Von 1850 bis in die Sechzigerjahre des 20. Jahrhunderts war es üblich, dass der bei der Ölförderung anfallende Bohrschlamm in einer angrenzenden Grube verbuddelt oder als Deckschicht auf Hausmülldeponien gekippt wurde. Erst vor wenigen Jahren gerieten die ölhaltigen Rückstände als Gefahr für die Umwelt in den Blick. Es hatte sich gezeigt, dass sie unter anderem landwirtschaftlich genutzte Flächen verunreinigten und auch das Grundwasser gefährden könnten.

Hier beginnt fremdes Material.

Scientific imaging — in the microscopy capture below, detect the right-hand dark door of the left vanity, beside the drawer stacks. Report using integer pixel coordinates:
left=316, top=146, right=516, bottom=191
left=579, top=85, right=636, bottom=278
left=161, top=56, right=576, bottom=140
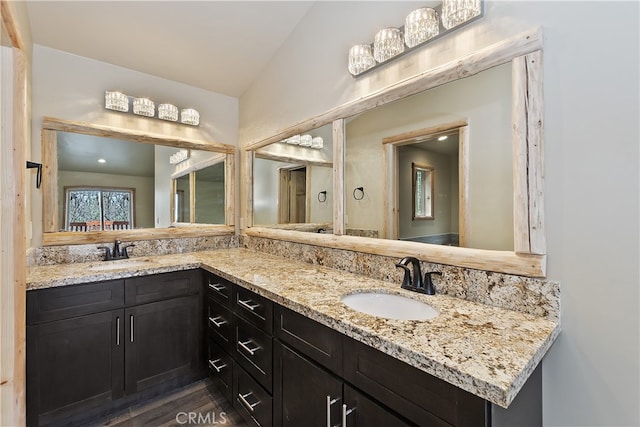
left=125, top=295, right=202, bottom=394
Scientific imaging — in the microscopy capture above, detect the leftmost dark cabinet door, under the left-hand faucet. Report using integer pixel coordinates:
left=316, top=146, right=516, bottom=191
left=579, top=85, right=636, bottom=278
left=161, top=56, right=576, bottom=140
left=27, top=310, right=124, bottom=425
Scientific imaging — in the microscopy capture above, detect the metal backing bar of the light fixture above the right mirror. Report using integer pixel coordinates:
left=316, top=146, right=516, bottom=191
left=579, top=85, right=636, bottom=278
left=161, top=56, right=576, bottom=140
left=349, top=0, right=484, bottom=78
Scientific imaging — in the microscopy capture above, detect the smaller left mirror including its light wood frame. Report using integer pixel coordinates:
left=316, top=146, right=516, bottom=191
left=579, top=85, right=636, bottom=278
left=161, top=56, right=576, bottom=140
left=42, top=117, right=235, bottom=246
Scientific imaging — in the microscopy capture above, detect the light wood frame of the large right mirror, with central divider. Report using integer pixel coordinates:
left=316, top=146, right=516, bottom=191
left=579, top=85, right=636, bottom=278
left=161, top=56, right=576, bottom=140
left=241, top=28, right=546, bottom=277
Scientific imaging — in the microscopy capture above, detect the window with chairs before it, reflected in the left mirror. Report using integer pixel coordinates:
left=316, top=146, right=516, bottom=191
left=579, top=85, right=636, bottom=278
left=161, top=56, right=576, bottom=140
left=64, top=187, right=135, bottom=231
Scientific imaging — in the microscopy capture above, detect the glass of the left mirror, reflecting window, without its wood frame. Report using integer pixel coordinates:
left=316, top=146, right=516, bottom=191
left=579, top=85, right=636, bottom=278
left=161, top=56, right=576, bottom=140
left=57, top=132, right=225, bottom=231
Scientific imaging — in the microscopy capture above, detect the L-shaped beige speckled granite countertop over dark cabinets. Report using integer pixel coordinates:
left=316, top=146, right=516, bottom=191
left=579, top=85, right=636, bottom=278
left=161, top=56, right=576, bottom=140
left=27, top=249, right=560, bottom=408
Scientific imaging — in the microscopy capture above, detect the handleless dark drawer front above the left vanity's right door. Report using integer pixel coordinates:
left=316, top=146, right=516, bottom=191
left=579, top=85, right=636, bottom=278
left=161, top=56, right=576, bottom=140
left=124, top=270, right=200, bottom=306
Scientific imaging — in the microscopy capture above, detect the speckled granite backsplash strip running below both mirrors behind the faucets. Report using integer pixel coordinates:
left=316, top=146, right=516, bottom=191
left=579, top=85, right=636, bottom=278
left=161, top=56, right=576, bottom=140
left=27, top=235, right=560, bottom=322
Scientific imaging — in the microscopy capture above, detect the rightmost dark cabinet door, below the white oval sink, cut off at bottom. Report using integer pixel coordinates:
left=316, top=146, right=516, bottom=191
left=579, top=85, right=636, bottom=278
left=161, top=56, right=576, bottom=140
left=342, top=384, right=415, bottom=427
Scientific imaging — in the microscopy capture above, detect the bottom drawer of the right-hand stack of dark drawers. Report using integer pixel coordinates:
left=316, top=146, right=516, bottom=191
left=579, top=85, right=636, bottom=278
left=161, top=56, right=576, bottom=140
left=232, top=364, right=272, bottom=427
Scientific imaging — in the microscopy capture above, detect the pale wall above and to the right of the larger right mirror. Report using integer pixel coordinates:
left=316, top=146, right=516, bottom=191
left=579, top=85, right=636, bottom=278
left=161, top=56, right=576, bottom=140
left=240, top=1, right=640, bottom=426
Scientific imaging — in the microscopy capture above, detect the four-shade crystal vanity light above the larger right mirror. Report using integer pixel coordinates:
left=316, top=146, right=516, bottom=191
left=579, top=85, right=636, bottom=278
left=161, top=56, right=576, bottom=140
left=348, top=0, right=484, bottom=77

Ende 2015 vereinbarten das niedersächsische Umweltministerium und der Wirtschaftsverband Erdöl- und Erdgasgewinnung, die Stellen landesweit zu untersuchen. Die Energieindustrie übernimmt mit bis zu 5 Millionen Euro den Großteil der Kosten, einen Teil müssen die Kommunen tragen. „In Niedersachsen wurden 551 Standorte erfasst, bei denen der Verdacht auf eine Bohrschlammgrube besteht“, sagt eine Sprecherin von Umweltminister Stefan Wenzel (Grüne). Für 105 Standorte liegen demnach bisher Anträge vor, einige Untersuchungen laufen. Gefunden wurden unter anderem Benzol und Chloride.

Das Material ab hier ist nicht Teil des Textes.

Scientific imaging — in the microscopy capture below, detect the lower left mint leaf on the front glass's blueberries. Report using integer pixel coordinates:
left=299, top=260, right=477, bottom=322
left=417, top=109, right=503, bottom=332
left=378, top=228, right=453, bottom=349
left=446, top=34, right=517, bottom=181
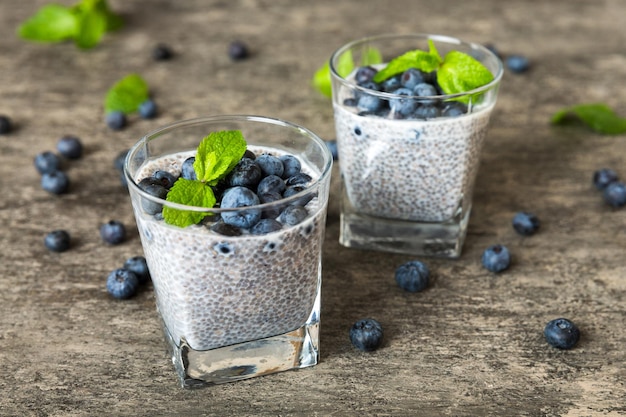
left=163, top=178, right=217, bottom=227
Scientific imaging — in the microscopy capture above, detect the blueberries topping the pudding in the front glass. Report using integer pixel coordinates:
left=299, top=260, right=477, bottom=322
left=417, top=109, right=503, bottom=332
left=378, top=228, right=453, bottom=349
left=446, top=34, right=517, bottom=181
left=138, top=150, right=315, bottom=236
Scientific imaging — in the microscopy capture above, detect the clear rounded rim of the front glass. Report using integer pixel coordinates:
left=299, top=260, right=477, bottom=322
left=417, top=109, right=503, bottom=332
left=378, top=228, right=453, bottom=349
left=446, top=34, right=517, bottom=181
left=124, top=114, right=333, bottom=214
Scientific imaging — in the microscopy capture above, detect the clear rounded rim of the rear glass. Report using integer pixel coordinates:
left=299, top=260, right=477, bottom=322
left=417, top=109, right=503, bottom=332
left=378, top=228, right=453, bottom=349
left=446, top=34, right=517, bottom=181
left=329, top=33, right=504, bottom=101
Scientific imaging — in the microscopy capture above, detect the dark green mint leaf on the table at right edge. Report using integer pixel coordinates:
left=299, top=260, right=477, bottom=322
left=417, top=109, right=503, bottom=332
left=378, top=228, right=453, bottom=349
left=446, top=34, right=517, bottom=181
left=551, top=103, right=626, bottom=135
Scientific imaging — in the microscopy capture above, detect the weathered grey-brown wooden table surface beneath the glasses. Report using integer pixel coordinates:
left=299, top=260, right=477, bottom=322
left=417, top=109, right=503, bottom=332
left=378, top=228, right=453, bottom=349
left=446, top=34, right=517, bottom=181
left=0, top=0, right=626, bottom=416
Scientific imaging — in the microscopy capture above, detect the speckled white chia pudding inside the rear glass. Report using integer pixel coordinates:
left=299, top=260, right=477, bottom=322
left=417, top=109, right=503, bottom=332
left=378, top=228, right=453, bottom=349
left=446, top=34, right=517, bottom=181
left=334, top=103, right=493, bottom=222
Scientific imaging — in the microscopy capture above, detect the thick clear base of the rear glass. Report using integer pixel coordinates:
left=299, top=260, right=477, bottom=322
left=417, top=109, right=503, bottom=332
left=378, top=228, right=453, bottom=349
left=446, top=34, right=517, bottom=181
left=339, top=182, right=471, bottom=258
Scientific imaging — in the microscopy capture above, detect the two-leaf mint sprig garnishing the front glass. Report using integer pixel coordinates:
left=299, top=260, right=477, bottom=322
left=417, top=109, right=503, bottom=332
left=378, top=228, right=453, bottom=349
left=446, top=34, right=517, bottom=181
left=163, top=130, right=247, bottom=227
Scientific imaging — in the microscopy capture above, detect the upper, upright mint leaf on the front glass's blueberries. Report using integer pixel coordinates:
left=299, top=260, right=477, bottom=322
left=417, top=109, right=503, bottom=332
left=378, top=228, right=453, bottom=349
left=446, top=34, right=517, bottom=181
left=193, top=130, right=247, bottom=185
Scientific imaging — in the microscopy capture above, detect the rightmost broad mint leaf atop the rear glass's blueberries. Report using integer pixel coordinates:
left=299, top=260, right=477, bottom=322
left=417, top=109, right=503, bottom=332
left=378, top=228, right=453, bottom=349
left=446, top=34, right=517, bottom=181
left=437, top=51, right=493, bottom=101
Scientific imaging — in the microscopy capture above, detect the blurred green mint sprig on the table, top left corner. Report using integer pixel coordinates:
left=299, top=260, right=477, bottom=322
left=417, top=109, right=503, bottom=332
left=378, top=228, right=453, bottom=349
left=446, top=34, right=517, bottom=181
left=17, top=0, right=123, bottom=49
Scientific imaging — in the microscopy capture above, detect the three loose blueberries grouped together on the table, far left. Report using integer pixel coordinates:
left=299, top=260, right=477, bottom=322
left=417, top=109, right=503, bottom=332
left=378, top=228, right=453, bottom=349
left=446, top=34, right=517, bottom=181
left=34, top=135, right=83, bottom=194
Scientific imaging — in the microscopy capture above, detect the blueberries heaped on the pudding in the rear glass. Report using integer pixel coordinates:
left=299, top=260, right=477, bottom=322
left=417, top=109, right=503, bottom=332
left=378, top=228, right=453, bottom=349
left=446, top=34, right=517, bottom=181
left=343, top=66, right=467, bottom=120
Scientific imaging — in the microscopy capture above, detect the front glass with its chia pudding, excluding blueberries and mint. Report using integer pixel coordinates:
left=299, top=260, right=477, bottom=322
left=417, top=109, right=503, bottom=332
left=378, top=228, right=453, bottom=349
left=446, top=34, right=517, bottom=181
left=124, top=115, right=332, bottom=387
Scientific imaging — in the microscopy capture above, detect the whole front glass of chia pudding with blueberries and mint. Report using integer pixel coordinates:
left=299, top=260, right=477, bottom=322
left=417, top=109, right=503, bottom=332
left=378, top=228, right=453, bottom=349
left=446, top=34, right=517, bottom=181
left=124, top=115, right=332, bottom=387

Exxon: "In keiner Weise nachvollziehbar"

Ob die Altlasten die Gesundheit der Anwohner tatsächlich gefährden, ist bisher unklar. Rotenburgs Landrat Hermann Luttmann (CDU) regt an, dies nun über die Samtgemeinde Bothel hinaus genauer zu prüfen. Dort waren mit Unterstützung des Sozialministeriums Tausende Bürger befragt worden, nachdem bei Männern überdurchschnittlich oft Krebs aufgetreten war. „Eine deutliche Ausweitung des Untersuchungsgebiets auf im Idealfall alle Regionen mit Bohrschlammgruben ist zu diskutieren, um eine möglichst große Datenbasis für vertiefende epidemiologische Auswertungen zu erhalten“, meint Luttmann.

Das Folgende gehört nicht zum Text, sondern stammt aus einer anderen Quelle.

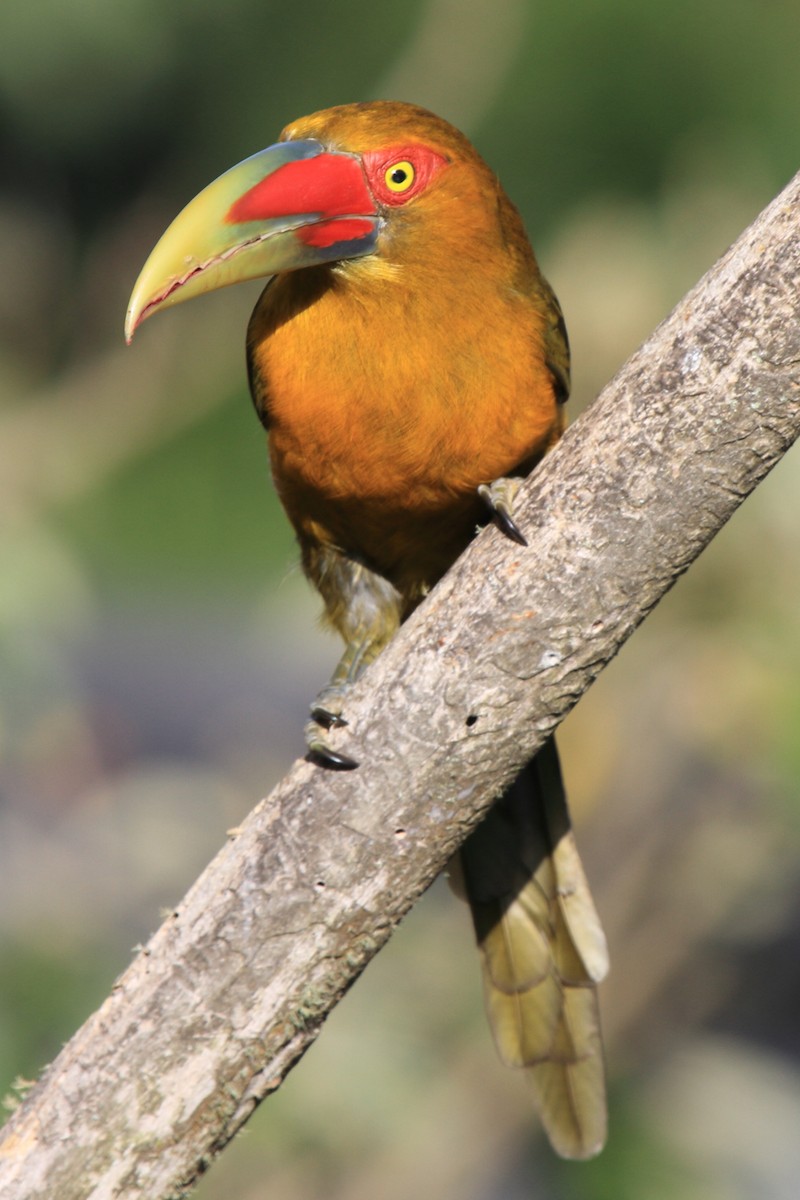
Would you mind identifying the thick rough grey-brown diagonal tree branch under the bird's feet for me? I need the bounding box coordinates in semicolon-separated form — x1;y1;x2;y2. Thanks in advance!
0;175;800;1200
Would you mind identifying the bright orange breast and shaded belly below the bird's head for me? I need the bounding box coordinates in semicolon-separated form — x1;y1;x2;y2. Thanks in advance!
248;252;561;589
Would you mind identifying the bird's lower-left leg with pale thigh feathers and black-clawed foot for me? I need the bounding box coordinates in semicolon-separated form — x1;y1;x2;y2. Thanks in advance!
303;545;401;770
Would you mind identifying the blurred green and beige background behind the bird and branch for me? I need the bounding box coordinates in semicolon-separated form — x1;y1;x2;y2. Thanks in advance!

Das Sozialministerium, das mit dem Umwelt- und dem Wirtschaftsministerium in einer Arbeitsgruppe zusammenarbeitet, kündigte an, möglichst bald eine Folgestudie zu vergeben. „Hierbei muss überprüft werden, ob das, was bislang nur an einem ganz speziellen Ort festgestellt wurde, sich in größerem Zusammenhang wiederfindet“, sagt ein Sprecher von Sozialministerin Cornelia Rundt (SPD). Es sei sinnvoll, die Zusammenhänge auch im Umfeld anderer Bohrschlammgruben zu untersuchen.

Ein Sprecher des Energieunternehmens Exxon Mobil bezeichnete die Mutmaßung des Kreises Rotenburg als „in keiner Weise nachvollziehbar“. Der Bundesverband Erdgas, Erdöl und Geoenergie dagegen zeigt sich erfreut, dass der Verdacht auf die Altlasten fällt und nicht auf aktuelle Bohrungen: „Das ist ein wichtiges Signal für die Branche und ihre Mitarbeiter, die immer wieder dem Verdacht ausgesetzt waren, die Erdgasförderung sei für erhöhte Krebsraten verantwortlich“, sagt Hauptgeschäftsführer Christoph Löwer.

Auch andere Ursachen möglich

Die Schlussfolgerung wird in der Region in Zweifel gezogen. „Die Unternehmen stehlen sich aus der Verantwortung“, meint Elke Twesten, Grünen-Landtagsabgeordnete aus Scheeßel (Kreis Rotenburg). Der alte „Umweltfrevel“ beim Bohrschlamm dürfe nicht davon ablenken, die Risiken der aktuellen Gasförderung in den Fokus zu nehmen.

Rolf Lüdemann, Bürgermeister in Brockel in der Samtgemeinde Bothel, weist darauf hin, dass auch andere Faktoren als Krebsverursacher infrage kommen. Unter anderem sei bei der Befragung eine Verbindung mancher Erkrankter zu Holz verarbeitenden Betrieben zutage getreten: „Es gibt viele Fragezeichen“, stellt er fest.